Table 1 PD-related treatments and their effect on microglia activity

MAO-B inhibitors, such as rasagiline and safinamide have been shown to reduce the active morphology of microglia and their neurotoxic phenotype (Trudler et al. 2014; Sadeghian et al. 2016). Furthermore, it has been reported that rasagiline, an irreversible MAO-B inhibitor that was developed by Youdim and colleagues, can attenuate DJ-1 impaired microglia and used as a PD-associated microglia model which shows an increase in the production of ROS, IL-1b and IL-6 (Trudler et al. 2014). Rasagiline was found to attenuate the microglial cells’ neurotoxicity profile to dopaminergic neurons.

Nuclear receptor related-1 (Nurr1) is important for the development of dopaminergic neurons in the midbrain. Genetic deletion of Nurr1 in mice showed a reduction in dopaminergic neurons (Dong et al. 2016). A mutation in Nurr1 was found in PD. Nurr1 agonists show efficacy in a mouse model of PD by attenuating microglial cell activity. Similarly, the use of the antibiotic minocycline showed a similar effect on microglia cell activity, with a successful reduction of oxidative stress and inflammatory cytokine levels (e.g., IL-1β, TNF-α) in a PD model (Wu et al. 2002; Kim et al. 2015; Smith et al. 2015).

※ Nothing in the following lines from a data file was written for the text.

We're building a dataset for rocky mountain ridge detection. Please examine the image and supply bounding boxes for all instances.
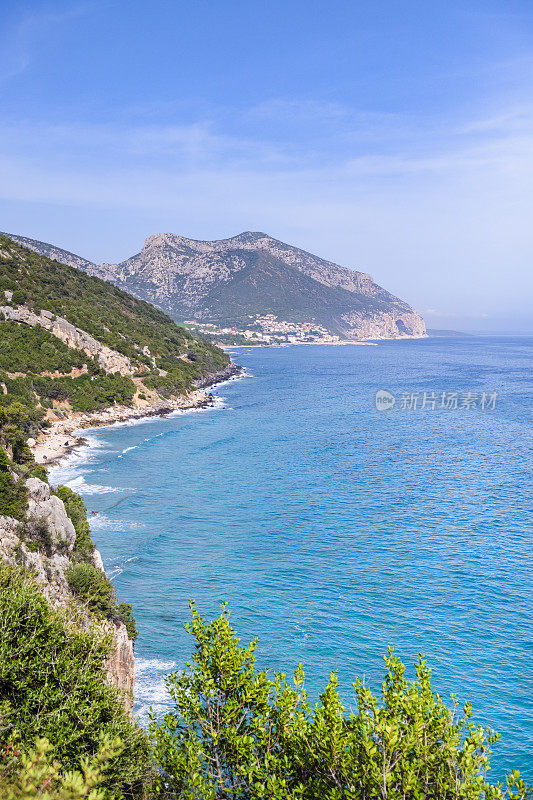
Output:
[2,231,426,339]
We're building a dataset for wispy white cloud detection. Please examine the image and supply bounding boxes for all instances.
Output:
[0,96,533,322]
[0,3,87,86]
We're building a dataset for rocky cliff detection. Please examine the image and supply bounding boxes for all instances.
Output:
[0,478,135,711]
[0,306,134,375]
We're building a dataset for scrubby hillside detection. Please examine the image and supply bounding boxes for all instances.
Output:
[0,236,229,388]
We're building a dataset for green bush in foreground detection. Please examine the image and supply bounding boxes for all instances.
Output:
[0,565,151,798]
[0,737,122,800]
[151,605,527,800]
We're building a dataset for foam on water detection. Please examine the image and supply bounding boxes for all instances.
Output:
[133,658,176,727]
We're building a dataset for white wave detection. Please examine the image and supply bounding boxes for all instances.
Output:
[61,475,128,495]
[88,514,146,533]
[104,556,139,581]
[134,657,176,725]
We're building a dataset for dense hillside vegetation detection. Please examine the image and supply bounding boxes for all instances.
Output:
[0,231,229,387]
[0,230,229,500]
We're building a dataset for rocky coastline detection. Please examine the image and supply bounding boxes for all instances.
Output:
[28,362,242,466]
[10,356,242,714]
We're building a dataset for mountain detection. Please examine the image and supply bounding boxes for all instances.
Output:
[0,231,426,339]
[0,235,229,412]
[0,233,98,275]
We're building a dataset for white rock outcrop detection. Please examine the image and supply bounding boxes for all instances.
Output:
[0,306,134,375]
[0,478,135,713]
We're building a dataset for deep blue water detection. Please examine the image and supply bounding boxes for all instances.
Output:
[52,337,533,781]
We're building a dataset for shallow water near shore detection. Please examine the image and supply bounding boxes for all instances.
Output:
[47,337,533,782]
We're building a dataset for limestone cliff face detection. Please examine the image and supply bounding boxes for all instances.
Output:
[0,478,135,712]
[0,306,134,375]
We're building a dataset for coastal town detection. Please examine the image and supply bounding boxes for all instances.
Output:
[184,314,340,345]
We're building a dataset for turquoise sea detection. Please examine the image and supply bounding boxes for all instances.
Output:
[51,337,533,782]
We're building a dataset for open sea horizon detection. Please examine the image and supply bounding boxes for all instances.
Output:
[50,336,533,783]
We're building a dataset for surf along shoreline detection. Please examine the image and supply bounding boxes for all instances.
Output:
[28,362,244,467]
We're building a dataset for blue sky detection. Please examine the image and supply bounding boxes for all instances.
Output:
[0,0,533,331]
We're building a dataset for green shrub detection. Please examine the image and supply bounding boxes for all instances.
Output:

The use of anticholinergic compounds (AC), such as trihexyphenidyl (THP), is also commonly used to treat PD. ACs were introduced at the end of the nineteenth century and have been shown to possess a relieving effect on PD motor symptoms, especially on tremors (L’Episcopo et al. 2011; Yoshiyama et al. 2012; Huang et al. 2016; Zeuner et al. 2019; Hong et al. 2019). Acetylcholine has been reported to have an anti-inflammatory effect (Pavlov et al. 2003). Indeed, in several models of PD, THP has been shown to promote CNS neuroinflammation as well as microglial cell activation (Table 1).

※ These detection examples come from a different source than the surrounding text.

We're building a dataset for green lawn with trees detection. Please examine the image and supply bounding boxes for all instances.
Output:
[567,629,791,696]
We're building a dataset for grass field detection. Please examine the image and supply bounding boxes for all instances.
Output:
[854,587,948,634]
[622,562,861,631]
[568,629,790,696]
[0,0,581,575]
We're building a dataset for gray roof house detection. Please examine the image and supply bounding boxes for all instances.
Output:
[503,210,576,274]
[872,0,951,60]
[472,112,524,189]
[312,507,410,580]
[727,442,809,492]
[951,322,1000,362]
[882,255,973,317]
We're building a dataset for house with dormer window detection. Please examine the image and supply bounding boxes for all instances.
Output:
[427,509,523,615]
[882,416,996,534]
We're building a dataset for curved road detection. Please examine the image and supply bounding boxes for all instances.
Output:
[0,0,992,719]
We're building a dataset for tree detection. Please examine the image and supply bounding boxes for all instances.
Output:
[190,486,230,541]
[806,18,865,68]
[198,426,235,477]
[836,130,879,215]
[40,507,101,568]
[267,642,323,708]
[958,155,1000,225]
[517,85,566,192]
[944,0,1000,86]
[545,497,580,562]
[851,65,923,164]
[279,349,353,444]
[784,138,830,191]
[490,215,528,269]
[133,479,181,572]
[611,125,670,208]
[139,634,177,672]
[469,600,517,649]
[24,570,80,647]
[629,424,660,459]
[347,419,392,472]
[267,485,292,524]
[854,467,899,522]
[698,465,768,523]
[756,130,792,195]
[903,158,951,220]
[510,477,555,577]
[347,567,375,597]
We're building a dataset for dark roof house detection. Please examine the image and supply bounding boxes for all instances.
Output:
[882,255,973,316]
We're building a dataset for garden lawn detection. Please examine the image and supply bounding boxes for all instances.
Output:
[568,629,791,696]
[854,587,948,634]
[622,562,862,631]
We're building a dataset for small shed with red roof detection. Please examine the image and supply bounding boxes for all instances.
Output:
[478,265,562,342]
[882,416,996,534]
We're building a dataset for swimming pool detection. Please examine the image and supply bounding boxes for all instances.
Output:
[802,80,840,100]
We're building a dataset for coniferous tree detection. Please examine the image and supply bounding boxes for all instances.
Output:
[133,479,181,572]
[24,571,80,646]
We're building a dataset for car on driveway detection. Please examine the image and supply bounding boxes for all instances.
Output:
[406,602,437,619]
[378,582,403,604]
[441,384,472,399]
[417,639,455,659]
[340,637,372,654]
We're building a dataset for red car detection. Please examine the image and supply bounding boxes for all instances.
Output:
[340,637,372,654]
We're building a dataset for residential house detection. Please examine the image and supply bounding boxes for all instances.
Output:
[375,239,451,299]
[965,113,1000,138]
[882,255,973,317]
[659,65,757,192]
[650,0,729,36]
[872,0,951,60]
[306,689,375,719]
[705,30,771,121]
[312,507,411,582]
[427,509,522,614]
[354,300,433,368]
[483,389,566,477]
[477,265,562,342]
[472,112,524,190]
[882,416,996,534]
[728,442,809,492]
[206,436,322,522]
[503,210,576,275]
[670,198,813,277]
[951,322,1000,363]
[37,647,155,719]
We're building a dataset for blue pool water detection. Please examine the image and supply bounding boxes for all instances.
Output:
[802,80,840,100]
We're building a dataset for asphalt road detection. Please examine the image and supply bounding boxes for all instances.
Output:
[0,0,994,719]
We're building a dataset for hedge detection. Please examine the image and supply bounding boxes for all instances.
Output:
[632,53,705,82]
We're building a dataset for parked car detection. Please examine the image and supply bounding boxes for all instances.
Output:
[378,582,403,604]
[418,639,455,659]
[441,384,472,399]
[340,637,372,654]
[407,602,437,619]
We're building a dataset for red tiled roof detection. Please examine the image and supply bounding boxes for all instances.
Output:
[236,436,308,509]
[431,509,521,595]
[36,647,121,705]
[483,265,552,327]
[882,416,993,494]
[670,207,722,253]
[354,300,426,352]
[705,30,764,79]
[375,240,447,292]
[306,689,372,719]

Myeloperoxidase (MPO) is a peroxidase expressed in immune cells such as macrophage and microglia and plays a role in increased ROS production as part of a defense against pathogens (Aratani 2018). Its level was reported to elevate following inflammation and to promote tissue damage (Nakazato et al. 2007). It has been reported that MPO levels are elevated in PD (Gellhaar et al. 2017; Posener et al. 2014). MPO inhibitors have been shown to reduce ROS production and cell proliferation in microglia (Jucaite et al. 2015). Currently, MPO inhibitors are in clinical trial in PD and show efficacy in reducing microglial cell activation in patients.

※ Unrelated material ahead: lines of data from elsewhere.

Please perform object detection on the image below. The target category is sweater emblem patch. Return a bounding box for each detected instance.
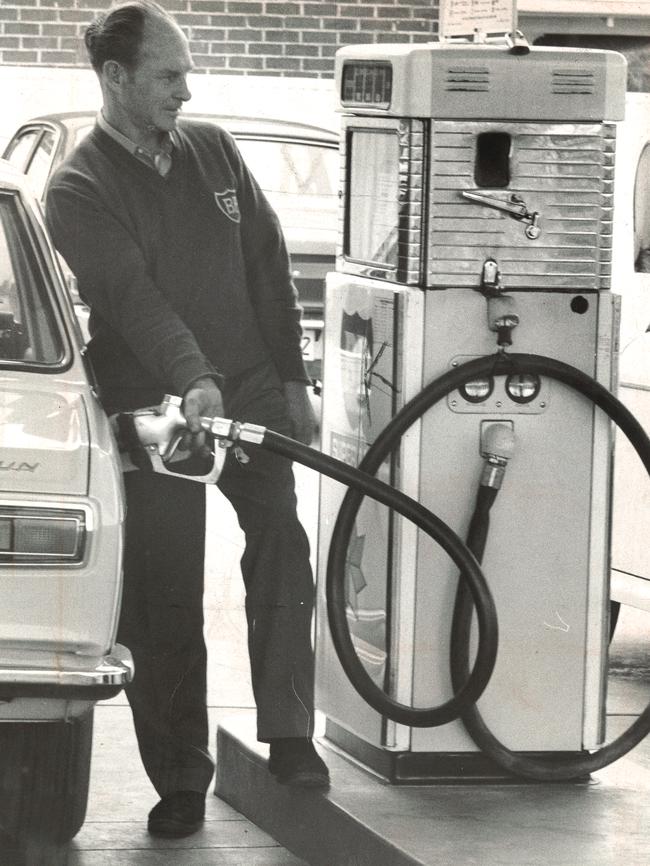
[214,189,241,223]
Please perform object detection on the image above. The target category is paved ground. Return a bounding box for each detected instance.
[5,471,650,866]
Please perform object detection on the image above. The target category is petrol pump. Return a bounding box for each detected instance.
[316,42,626,781]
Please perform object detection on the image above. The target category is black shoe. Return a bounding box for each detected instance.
[269,737,330,788]
[147,791,205,839]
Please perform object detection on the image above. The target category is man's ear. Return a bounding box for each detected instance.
[102,60,126,88]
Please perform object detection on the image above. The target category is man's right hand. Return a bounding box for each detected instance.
[182,376,224,451]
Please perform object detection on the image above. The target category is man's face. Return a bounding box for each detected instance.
[119,18,193,141]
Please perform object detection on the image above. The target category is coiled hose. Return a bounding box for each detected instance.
[296,352,650,781]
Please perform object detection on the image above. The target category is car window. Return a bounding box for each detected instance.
[237,137,339,227]
[634,142,650,273]
[0,194,63,366]
[26,129,54,200]
[70,121,95,150]
[4,129,40,171]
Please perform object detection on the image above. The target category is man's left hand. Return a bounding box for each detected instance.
[284,381,317,445]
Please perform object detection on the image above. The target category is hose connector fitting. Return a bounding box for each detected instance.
[480,424,515,490]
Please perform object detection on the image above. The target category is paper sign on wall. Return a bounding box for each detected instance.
[440,0,517,39]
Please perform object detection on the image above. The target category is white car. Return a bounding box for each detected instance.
[0,160,133,842]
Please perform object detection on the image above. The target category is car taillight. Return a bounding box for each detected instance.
[0,506,87,565]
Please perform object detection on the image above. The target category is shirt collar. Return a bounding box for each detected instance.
[97,111,178,177]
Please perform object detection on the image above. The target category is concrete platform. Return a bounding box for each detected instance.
[215,688,650,866]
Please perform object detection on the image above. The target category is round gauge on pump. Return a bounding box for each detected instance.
[506,373,542,403]
[458,376,494,403]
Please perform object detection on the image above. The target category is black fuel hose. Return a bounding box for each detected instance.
[261,429,498,727]
[327,352,650,781]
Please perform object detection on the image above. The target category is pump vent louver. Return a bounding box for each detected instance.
[551,69,595,94]
[446,66,490,91]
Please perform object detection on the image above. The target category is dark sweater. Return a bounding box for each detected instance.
[46,121,306,402]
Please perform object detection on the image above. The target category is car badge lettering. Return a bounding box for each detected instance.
[0,460,41,472]
[214,189,241,223]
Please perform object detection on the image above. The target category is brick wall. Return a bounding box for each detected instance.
[0,0,438,78]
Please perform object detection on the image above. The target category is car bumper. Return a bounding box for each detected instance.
[0,644,134,701]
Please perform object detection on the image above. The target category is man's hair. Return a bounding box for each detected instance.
[84,0,174,74]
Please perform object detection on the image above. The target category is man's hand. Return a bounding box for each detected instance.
[181,376,224,451]
[284,381,317,445]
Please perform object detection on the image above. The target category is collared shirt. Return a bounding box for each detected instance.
[97,111,175,177]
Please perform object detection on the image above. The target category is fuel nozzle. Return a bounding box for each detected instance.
[480,258,519,349]
[480,424,515,490]
[488,295,519,349]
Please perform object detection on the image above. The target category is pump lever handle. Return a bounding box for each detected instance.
[461,189,541,240]
[461,189,530,219]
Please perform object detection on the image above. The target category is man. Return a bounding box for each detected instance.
[46,0,329,836]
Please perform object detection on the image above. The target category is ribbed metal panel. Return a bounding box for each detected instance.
[427,120,615,291]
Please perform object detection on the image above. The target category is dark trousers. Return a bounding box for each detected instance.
[119,367,314,796]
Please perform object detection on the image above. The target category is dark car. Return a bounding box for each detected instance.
[3,111,339,380]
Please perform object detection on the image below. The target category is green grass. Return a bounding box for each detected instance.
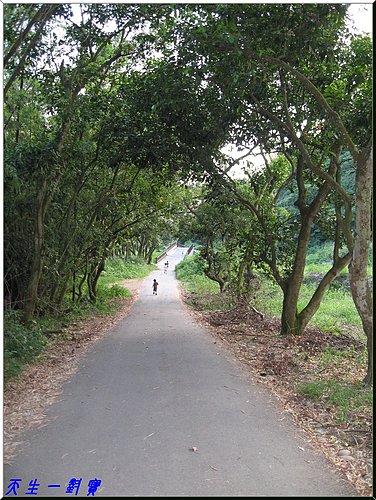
[297,380,372,423]
[176,255,219,295]
[256,278,361,331]
[4,258,157,382]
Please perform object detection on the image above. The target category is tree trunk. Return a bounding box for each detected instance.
[350,149,373,384]
[23,179,48,323]
[281,218,312,335]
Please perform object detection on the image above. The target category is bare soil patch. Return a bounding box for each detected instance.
[181,291,372,496]
[3,279,143,463]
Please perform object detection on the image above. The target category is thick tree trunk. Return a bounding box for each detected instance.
[23,179,48,323]
[297,253,351,334]
[350,149,373,384]
[281,218,312,335]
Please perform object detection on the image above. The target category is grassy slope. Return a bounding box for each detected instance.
[4,257,156,381]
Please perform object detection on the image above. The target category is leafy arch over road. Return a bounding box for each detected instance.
[4,4,373,382]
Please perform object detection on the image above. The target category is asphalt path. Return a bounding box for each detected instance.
[3,249,356,498]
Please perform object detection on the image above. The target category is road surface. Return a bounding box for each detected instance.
[4,249,356,498]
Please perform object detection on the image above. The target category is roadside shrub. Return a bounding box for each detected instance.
[4,311,47,380]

These results suggest the importance of targeting microglia toward the development of efficient PD treatment.

Conclusions

Microglial cells may play a dual role in PD. On one hand, their activation may prevent spreading of oligomeric αSyn along the brain, and, on the other hand, their activation can lead to dopaminergic neuron stress and death. The ability of microglial cells to interact with specific neurons was suggested by the expression of specific receptors on their surface. Interestingly, microglial cells carrying mutations in PD-related genes showed increased sensitivity to dopamine. Furthermore, those microglial cells showed increased activity of dopamine-degrading enzyme MAO B. This may suggest that besides microglia, a diverse neurotoxic effect may be common between different neurodegenerative diseases, suggesting that there may be a specific effect toward dopaminergic neurons in PD. Understanding the specificity of microglial cells to dopaminergic neuron neurotoxicity might shed light on their role in the etiology of the disease. Furthermore, several therapeutic approaches in PD that show efficacy have an anti-inflammatory effect on microglial cells. Targeting microglial cell activity to reduce their neurotoxicity while preserving their beneficial neuroprotective role might be a key point in developing efficient therapeutic approaches to prevent disease progression in PD and related neurodegenerative diseases.